One of the brands William Penn has burnt its fingers with, for instance, is Leuchtturm1917, a German-made line of notebooks. “Connoisseurs say their products are even more exquisite than Moleskine but we simply failed to get traction for them,” says Ranjan. At the end of the day, brand recognition is half the battle in business; the regular customer is more quickly swayed by legacy names than niche ones.
But this truism hasn’t dissuaded William Penn from taking steps to create its own line of products. “In the last four years, we have incubated Pennline, a brand that has done very well for us in the journals and notebooks categories,” Ranjan says. In a sign of the times, Pennline has branched into the productivity market populated with bullet journals, habit trackers, even a “superbook”, which marries pen-and-paper with the facility to charge a phone and connect a USB flashdrive, creating a perfect synergy between digital and analogue.

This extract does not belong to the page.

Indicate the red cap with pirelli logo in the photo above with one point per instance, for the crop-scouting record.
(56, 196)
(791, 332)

And while William Penn retails premium fountain pens made by Ranga Pens, an iconic brand from Tamil Nadu, it is choosy about getting into collaborations with other home-grown entities. “Even the promising ones don’t have a scalable manufacturing model and seem content working out of garages,” as Ranjan puts it. “Another concern is over the consistency and quality of their products.”
In June, Pennline plans to launch a line of merchandise under special licence for 83, the movie that celebrates India’s historic win in the 1983 Cricket World Cup. It seems like a fitting partnership with the cry for Atmanirbhar Bharat growing apace—a home-grown brand collaborating with a home-grown production to celebrate an historic home run.